I don’t know anything about jazz. I mean, I can recite the requisite list of icons—Charlie Parker, John Coltrane, Miles Davis, and, um, other people who aren’t dead yet—but I’ve never studied jazz or even listened to it much. I feel so out of my element here that I tried to convince myself I needn’t write about this concert at all, but that would go against my personal Code of Blogging (really!), and besides, it was an amazing experience, one that I want to remember, so it would do me good to try to articulate what I got out of it. So here goes:
Soulive opened the concert with a few songs on their own, and I enjoyed the trio tremendously. The guitarist, drummer, and organist clearly have a great musical kinship.

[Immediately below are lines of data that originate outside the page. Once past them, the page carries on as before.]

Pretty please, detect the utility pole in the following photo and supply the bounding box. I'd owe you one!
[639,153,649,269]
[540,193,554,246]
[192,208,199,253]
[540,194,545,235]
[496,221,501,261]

They played off each other well, each taking his turn in the spotlight, and together created an energetic, funky sort of sound, the kind that makes it impossible to stand still.
And then Joshua Redman entered with his saxophone and took everything to a higher level. By this, I mean absolutely no disrespect to the members of Soulive, who obviously are quite talented in their own right, but Redman is in his own class: an incredible technician, a rhythmic genius, and an exquisitely expressive artist. It was an honor to listen to him.
At one point, everyone dropped out entirely while he took a sort of cadenza solo (do jazz musicians call those cadenzas? I’m not sure, but that’s my reference point), and his solo line was actually several musical lines: he was playing counterpoint against himself, like in a Bach suite for solo instrument. Taking huge melodic leaps and a complex rhythmic scheme, he still held everything together, with perfect cohesion and momentum. It was enthralling.
I didn’t recognize any of the songs—and I wouldn’t, of course—but familiarity wasn’t necessary. I like the way that works in jazz: the musicians introduce you to a particular riff and then develop it, embellishing the melody, elaborating on the harmonic progressions, manipulating the rhythms, toying with the motifs, and if in listening to it, you lose sight of the original musical idea, they eventually return to it so you can climb back aboard. The audience always applauds when the theme comes back in its initial form, and I can’t help but wonder whether we are applauding the virtuosity of the improvisations or applauding in recognition: we remember this.
Not that it matters, really. The rush of recognition is part of how I, at least, enjoy the music. After the exhilaration of the musical development, when the musicians show us just how far—and how skillfully—they can take the theme, we need the comfort of the familiar to tie everything back together for one more run.